The coalesce of galaxies (mergers) is one of the most significant phenomenon in the cosmos. They determine how the galaxies established and developed. By scrutinizing these mergers, we can discover a lot about how the galaxies formed and what kind of processes are occurring there. The NASA/ESA Hubble Space Telescope has captured the newest image of two galaxies that are almost amalgamate to each other. Astronomers considered it an abnormal galaxy but now they have realized that these two galaxies are in the last phase of merger. The researchers have evaluated that this galaxy is situated about 230 million light years away.
The photo of NGC 6052 as captured by Hubble's Wide Field Camera. Image Credit: ESA/Hubble/NASA/Judy Schmidt |
This photo was taken by Wide Field Planetary Camera 2 of NASA’s Hubble Space Telescope. These galaxy mergers occur rarely in the universe and according to an estimate only about 3percent of the galaxies merge. When two galaxies come close, they start to whorl around each other and as time passes they start to deform from their original structure and change into a new galaxy. This activity takes a lot of time to happen and thus it does not affect the enormous stars. Some of them might be shifted to some new orbit trajectory but it does not affect their ability to shine.

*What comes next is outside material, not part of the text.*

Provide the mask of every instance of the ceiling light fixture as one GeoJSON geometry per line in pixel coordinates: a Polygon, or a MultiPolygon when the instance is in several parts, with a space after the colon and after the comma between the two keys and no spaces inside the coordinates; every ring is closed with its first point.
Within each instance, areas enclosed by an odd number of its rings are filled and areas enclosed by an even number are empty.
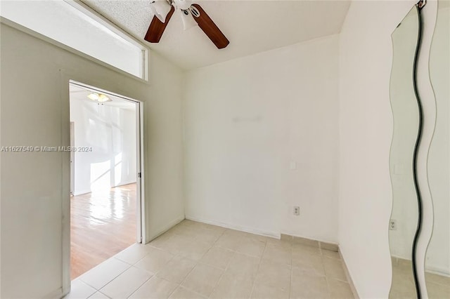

The appearance of a galaxy depends upon the distribution of stars. And during mergers, it changes swiftly and hence these new forming galaxies lack the regular structure like a spiral and elliptical galaxy. And merger is not just the simple process to remold the galaxies. Spiral galaxies have a large quantity of gases in them, and these merge with an extreme force that can alter the structure of a huge star.
NGC 6052 has been establishing new stars almost 42 per year for over the last 400 million years. It is estimated that about 12 to 60 percent of the stars in it are formed during merger.
The NGC 6052 merger will be resumed for about billions of years and the end product would be a totally different galaxy from those two galaxies that we can see merging today.